What I do wonder, and maybe I’ll pose this question as well, is for muscle invasive disease, we really want to make sure to potentially control micrometastases as well. So that’s the importance of having systemic therapy and not just the intravascular delivery of whatever drug you’re giving. So in a trial like SunRISEe-4, patients get cetrelimab. Is that enough in that sort of situation? Especially as we have upcoming trials with the EV-pembro combination; of course, the chemotherapy combinations, things like that.

Dr. Grivas:
I think this is a great question. The challenge we have in this disease and overall is a lack of predictive biomarkers that can help us select patients who may benefit from treatment A or treatment B. And obviously, we’ll have multiple different regimens being tested in clinical trials. The pathologic downstaging is, I think, a very interesting marker metric, especially in phase two trials. But the question is, how does this translate to long-term survival benefit, especially if we don’t have an adequately randomized trial? It’s hard to tease out that question.
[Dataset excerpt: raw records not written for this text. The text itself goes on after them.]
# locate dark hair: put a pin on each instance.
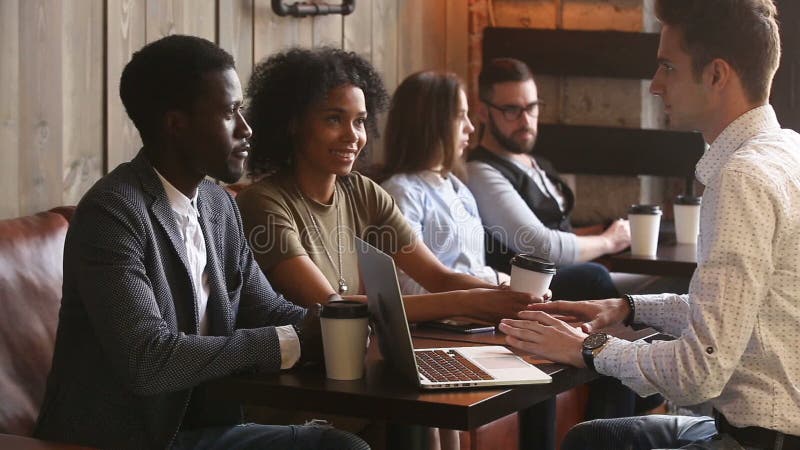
(165, 75)
(420, 126)
(284, 87)
(744, 33)
(501, 70)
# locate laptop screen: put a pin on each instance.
(386, 308)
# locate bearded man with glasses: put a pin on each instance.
(524, 204)
(525, 207)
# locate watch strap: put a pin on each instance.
(588, 358)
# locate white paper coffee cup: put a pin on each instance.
(531, 274)
(687, 219)
(344, 339)
(645, 220)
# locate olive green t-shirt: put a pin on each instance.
(278, 226)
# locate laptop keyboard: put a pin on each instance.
(438, 365)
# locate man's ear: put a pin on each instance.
(482, 112)
(718, 74)
(175, 123)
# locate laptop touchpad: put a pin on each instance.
(501, 362)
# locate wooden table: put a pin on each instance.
(382, 395)
(674, 260)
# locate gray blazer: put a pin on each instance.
(127, 356)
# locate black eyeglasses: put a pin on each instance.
(511, 112)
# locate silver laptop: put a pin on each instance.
(438, 368)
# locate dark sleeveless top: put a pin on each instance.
(542, 205)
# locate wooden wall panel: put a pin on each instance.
(358, 32)
(235, 29)
(62, 123)
(421, 45)
(9, 108)
(384, 40)
(83, 79)
(40, 138)
(195, 17)
(125, 30)
(273, 33)
(457, 26)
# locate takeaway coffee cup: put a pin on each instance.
(687, 219)
(344, 339)
(531, 274)
(645, 221)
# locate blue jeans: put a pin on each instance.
(583, 281)
(645, 433)
(262, 437)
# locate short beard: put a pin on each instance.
(506, 142)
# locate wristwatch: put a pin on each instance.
(592, 346)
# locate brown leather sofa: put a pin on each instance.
(31, 253)
(31, 272)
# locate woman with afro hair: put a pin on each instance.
(312, 113)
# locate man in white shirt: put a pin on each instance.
(161, 292)
(736, 330)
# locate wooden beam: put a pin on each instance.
(610, 54)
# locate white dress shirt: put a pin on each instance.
(187, 218)
(737, 330)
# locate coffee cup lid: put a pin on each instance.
(344, 310)
(530, 262)
(688, 200)
(645, 209)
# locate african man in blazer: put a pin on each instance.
(142, 326)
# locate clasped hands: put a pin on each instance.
(545, 329)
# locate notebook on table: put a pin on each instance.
(439, 368)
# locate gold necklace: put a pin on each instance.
(342, 284)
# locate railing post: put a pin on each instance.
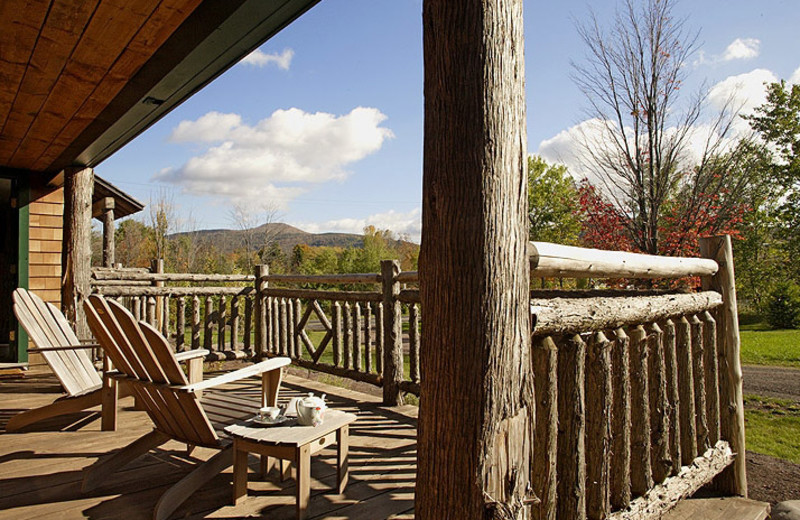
(392, 334)
(260, 308)
(157, 267)
(734, 479)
So I think it’s very encouraging data, both in terms of the pathologic CR downstaging. And of course, the question that Vadim pointed out, can systemic checkpoint inhibitor by itself add value in cisplatin ineligible patients? Probably not, because these pathologic CR rates seems to be, in my opinion, so far, not higher compared to what we see with chemotherapy. And I think in the context of pembrolizumab and enfortumab trials that are coming, or the VOLGA trial with durvalumab plus or minus tremelimumab plus enfortumab, those trials are more likely to provide some very, very potentially high pathologic CR rates and long-term survival. So I think in the cisplatin-ineligible setting, I think the EV/pembro KEYNOTE-905 and the VOLGA trial are going to impact the future probably when the data come, of course.

Dr. Tawagi:
Absolutely. And I thought one other interesting thing with SunRISe-4 was that there was a slightly higher response in those that had incomplete TURBT. I don’t know if you have any thoughts about that. And just one point, we’re talking about predictive biomarkers and people are getting systemic therapy. I think it’s still really important for us to pay attention to these long-term immune-related adverse events. I know there was one death in the cetrelimab arm form hyperosmolar hyperglycemic coma. So I think that we still want to be very mindful in terms of giving people benign therapies that could potentially have long-term consequences.

Dr. Grivas:
That’s a great point. I think all of us are always making an effort to educate the patients about the risk of immune-related adverse events. It’s a very important reminder, Karine, as you pointed out, to have this education. After treatment, we give patients these cards or written information like pamphlets that if they have any side effects, to call us immediately, number one; and number two, if they go to any local emergency room or local provider, to show them that they’re on immunotherapy so they have full awareness of what that treatment is and what the potential immune-related adverse events can be. And I think that’s a very important point that you raise.